Here are two good ways to skin hazelnuts:
Toast and Rub Method
The Oregon Hazelnut Industry recommends roasting hazelnuts at a lower temperature for a longer time than other nuts. Preheat oven to 275°F. Spread hazelnuts in a single layer on a rimmed baking sheet and place the sheet in the middle of the oven. Roast the nuts for 15–20 minutes, or until lightly colored. Take care not to over roast since the nuts can scorch quickly. To remove the skins, wrap the warm nuts in a kitchen towel and let them steam 5–10 minutes. Rub vigorously in the towel to remove loose skins (don't worry about skins that don't come off) and cool completely.
Boil, Pinch, And Roast Method (Alice Medrich, Cocolat)

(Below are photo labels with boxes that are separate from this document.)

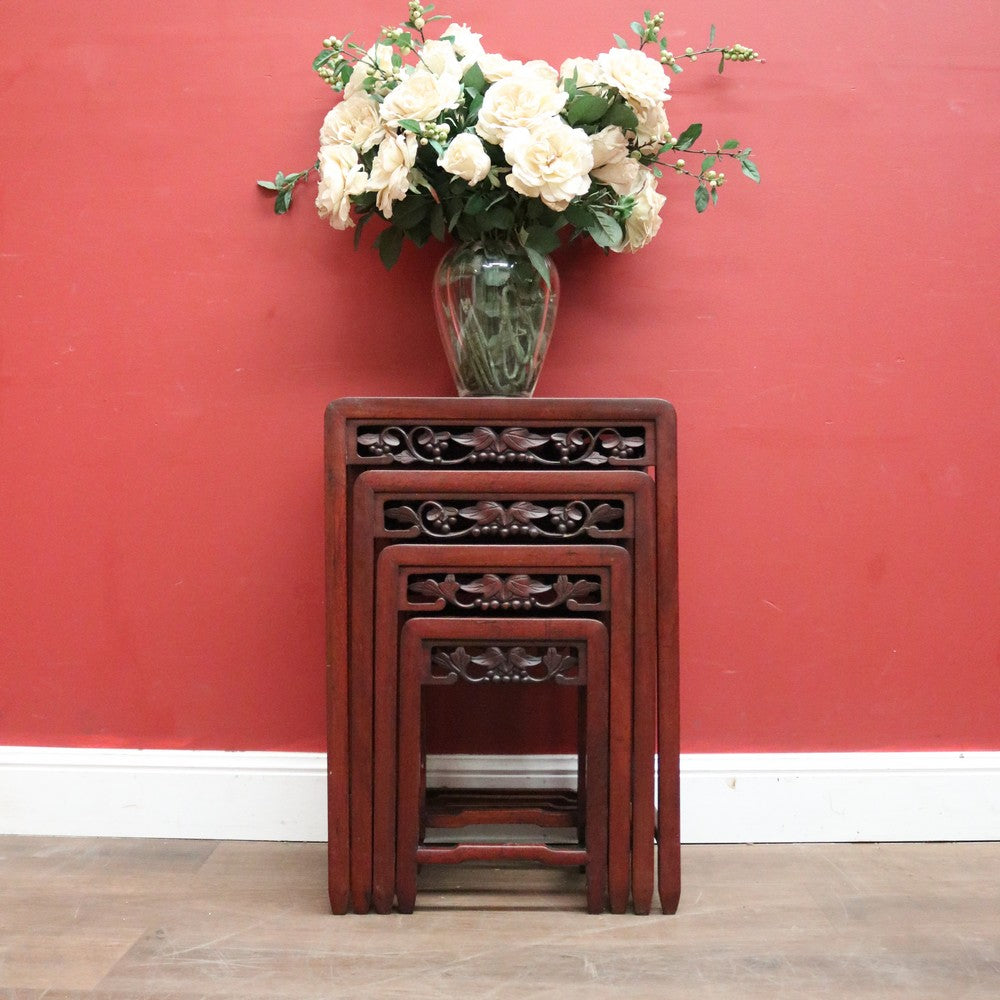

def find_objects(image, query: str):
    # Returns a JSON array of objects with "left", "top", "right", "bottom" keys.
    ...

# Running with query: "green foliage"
[{"left": 257, "top": 7, "right": 760, "bottom": 264}]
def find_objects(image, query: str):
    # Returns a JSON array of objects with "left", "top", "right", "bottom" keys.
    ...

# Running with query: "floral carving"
[
  {"left": 385, "top": 500, "right": 624, "bottom": 539},
  {"left": 409, "top": 573, "right": 601, "bottom": 611},
  {"left": 357, "top": 426, "right": 646, "bottom": 466},
  {"left": 431, "top": 646, "right": 579, "bottom": 684}
]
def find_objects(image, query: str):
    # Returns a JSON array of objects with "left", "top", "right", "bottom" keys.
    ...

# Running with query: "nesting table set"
[{"left": 326, "top": 397, "right": 680, "bottom": 914}]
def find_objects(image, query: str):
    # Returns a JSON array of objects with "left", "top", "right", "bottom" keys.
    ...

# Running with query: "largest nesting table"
[{"left": 325, "top": 397, "right": 680, "bottom": 913}]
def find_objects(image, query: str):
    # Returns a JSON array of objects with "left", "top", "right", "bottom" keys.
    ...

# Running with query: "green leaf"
[
  {"left": 384, "top": 194, "right": 430, "bottom": 229},
  {"left": 740, "top": 156, "right": 760, "bottom": 184},
  {"left": 601, "top": 101, "right": 639, "bottom": 132},
  {"left": 375, "top": 226, "right": 403, "bottom": 271},
  {"left": 563, "top": 201, "right": 594, "bottom": 230},
  {"left": 524, "top": 226, "right": 560, "bottom": 254},
  {"left": 524, "top": 246, "right": 551, "bottom": 286},
  {"left": 674, "top": 122, "right": 701, "bottom": 150},
  {"left": 587, "top": 212, "right": 623, "bottom": 248},
  {"left": 313, "top": 49, "right": 337, "bottom": 69},
  {"left": 354, "top": 212, "right": 375, "bottom": 250},
  {"left": 566, "top": 91, "right": 611, "bottom": 125},
  {"left": 462, "top": 63, "right": 488, "bottom": 94},
  {"left": 431, "top": 202, "right": 448, "bottom": 241}
]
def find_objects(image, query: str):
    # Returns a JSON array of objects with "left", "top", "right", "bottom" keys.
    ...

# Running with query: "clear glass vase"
[{"left": 434, "top": 240, "right": 559, "bottom": 396}]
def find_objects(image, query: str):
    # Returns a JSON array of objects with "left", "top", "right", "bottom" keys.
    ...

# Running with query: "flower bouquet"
[{"left": 258, "top": 0, "right": 760, "bottom": 395}]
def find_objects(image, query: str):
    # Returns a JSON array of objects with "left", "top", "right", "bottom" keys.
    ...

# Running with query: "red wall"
[{"left": 0, "top": 0, "right": 1000, "bottom": 751}]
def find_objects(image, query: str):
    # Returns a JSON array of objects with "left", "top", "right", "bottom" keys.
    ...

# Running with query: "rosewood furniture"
[
  {"left": 372, "top": 544, "right": 636, "bottom": 912},
  {"left": 326, "top": 398, "right": 680, "bottom": 913},
  {"left": 396, "top": 618, "right": 608, "bottom": 913}
]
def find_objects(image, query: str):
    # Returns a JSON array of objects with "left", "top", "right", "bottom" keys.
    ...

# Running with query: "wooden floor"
[{"left": 0, "top": 837, "right": 1000, "bottom": 1000}]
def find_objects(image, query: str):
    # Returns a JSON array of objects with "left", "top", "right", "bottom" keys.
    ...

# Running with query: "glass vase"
[{"left": 434, "top": 240, "right": 559, "bottom": 396}]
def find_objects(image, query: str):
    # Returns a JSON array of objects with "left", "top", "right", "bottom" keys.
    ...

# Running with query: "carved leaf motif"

Bring a saucepan half-filled with water to a boil. Once boiling, add 3 Tbsp baking soda (the pot will bubble up rapidly!), then the raw hazelnuts. Let the nuts boil for 3–4 minutes. The water will turn inky black, and a reddish foam will start to appear on the surface. To check if done, use a slotted spoon to remove 1 nut and transfer it into a bowl of cold water. The skin should slip off between your fingers as you “pinch” the nut. If not, let the nuts boil for another few seconds and try again. Put the skinned nuts aside to cool and dry completely. Roast the nuts as above until golden brown in color; they should have a rich nutty flavor with no bitterness.